McCormick specialises in flavour products, and saw a significant acceleration in retail product sales during the pandemic when many consumers turned to home cooking and flavour experimentation – Now, the firm plans to keep this momentum going post-pandemic by applying its experiences from other sectors to retail product innovation.
“McCormick has always been focused on flavours and providing a wide variety of products, not just selling our own brands to consumers but also flavour solutions to major FMCG firms and the foodservice industry all over the world,” McCormick Australia Managing Director Paris Golden told FoodNavigator-Asia.
Algorithm approach: Researchers in Australia use AI to predict fibre content in packaged foods
Researchers from the University of New South Wales in Sydney have developed a machine learning methodology to predict dietary fibre content in commonly available packaged foods.
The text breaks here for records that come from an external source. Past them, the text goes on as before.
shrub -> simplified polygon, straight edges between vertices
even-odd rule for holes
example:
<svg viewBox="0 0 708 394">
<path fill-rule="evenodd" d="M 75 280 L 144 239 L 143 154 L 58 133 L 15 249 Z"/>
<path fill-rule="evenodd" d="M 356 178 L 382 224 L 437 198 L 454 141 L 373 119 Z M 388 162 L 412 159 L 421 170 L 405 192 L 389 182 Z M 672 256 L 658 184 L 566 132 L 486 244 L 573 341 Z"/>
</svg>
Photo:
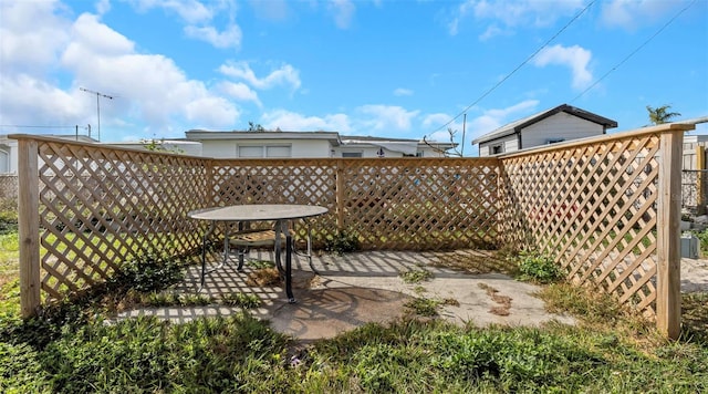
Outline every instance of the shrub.
<svg viewBox="0 0 708 394">
<path fill-rule="evenodd" d="M 545 255 L 523 250 L 517 257 L 519 279 L 537 283 L 553 283 L 563 278 L 561 268 Z"/>
<path fill-rule="evenodd" d="M 183 279 L 184 272 L 178 262 L 152 256 L 124 262 L 113 281 L 114 284 L 126 284 L 147 292 L 162 290 Z"/>
</svg>

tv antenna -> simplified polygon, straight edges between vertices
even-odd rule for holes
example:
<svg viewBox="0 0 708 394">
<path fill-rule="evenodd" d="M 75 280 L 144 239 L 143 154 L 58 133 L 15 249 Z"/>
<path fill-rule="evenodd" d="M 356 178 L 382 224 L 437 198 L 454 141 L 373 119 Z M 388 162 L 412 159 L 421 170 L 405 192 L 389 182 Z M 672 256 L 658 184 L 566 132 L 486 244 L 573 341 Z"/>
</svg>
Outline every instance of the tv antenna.
<svg viewBox="0 0 708 394">
<path fill-rule="evenodd" d="M 95 94 L 96 95 L 96 117 L 98 118 L 98 141 L 101 141 L 101 97 L 113 100 L 113 96 L 110 96 L 107 94 L 103 94 L 101 92 L 90 91 L 90 90 L 84 89 L 84 87 L 79 87 L 79 90 L 83 91 L 83 92 L 86 92 L 86 93 L 90 93 L 90 94 Z"/>
</svg>

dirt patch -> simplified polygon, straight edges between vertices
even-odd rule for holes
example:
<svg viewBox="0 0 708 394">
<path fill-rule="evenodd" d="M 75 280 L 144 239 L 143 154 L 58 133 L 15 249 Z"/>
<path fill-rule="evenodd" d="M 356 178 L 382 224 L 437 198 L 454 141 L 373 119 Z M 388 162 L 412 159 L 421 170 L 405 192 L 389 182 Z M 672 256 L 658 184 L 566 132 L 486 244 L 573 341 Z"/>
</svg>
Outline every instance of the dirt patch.
<svg viewBox="0 0 708 394">
<path fill-rule="evenodd" d="M 496 307 L 489 309 L 489 313 L 493 313 L 500 317 L 508 317 L 511 313 L 511 297 L 499 294 L 499 290 L 492 288 L 487 283 L 478 283 L 477 286 L 479 286 L 480 289 L 485 290 L 487 292 L 487 296 L 489 296 L 489 298 L 491 298 L 491 300 L 497 303 Z"/>
<path fill-rule="evenodd" d="M 280 272 L 275 268 L 261 268 L 248 274 L 246 284 L 252 287 L 267 287 L 280 283 Z"/>
<path fill-rule="evenodd" d="M 456 250 L 435 252 L 430 266 L 449 268 L 465 273 L 480 274 L 490 272 L 512 273 L 516 263 L 509 261 L 499 250 Z"/>
<path fill-rule="evenodd" d="M 271 326 L 300 340 L 333 338 L 368 322 L 399 319 L 412 298 L 397 291 L 368 288 L 304 290 L 296 303 L 269 308 Z"/>
</svg>

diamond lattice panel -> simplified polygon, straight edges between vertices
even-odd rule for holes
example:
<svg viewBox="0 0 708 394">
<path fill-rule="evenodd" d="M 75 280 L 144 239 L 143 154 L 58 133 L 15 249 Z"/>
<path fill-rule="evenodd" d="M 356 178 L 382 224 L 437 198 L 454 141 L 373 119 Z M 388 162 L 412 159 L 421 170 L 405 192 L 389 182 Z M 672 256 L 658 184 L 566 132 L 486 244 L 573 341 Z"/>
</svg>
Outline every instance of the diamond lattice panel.
<svg viewBox="0 0 708 394">
<path fill-rule="evenodd" d="M 204 162 L 72 143 L 40 144 L 42 289 L 53 298 L 112 276 L 123 261 L 201 243 L 185 220 L 204 206 Z"/>
<path fill-rule="evenodd" d="M 507 241 L 654 313 L 658 143 L 644 135 L 503 158 Z"/>
</svg>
Dietary fibre is important for regular laxation and reduces chronic disease risk, and the World Health Organisation recommends at least 25g of fibre daily for adults. However, fibre intake is still under in many countries worldwide. In Australia, adults were consuming only 20g of fibre daily according to Fayet-Moore et al. (2018).
Currently, the labelling of fibre content of packaged products is voluntary in Australia, unless a fibre content claim is made. This makes it difficult for consumers to make informed food purchase decisions for policy makers to monitor trends in the fibre content of packaged foods.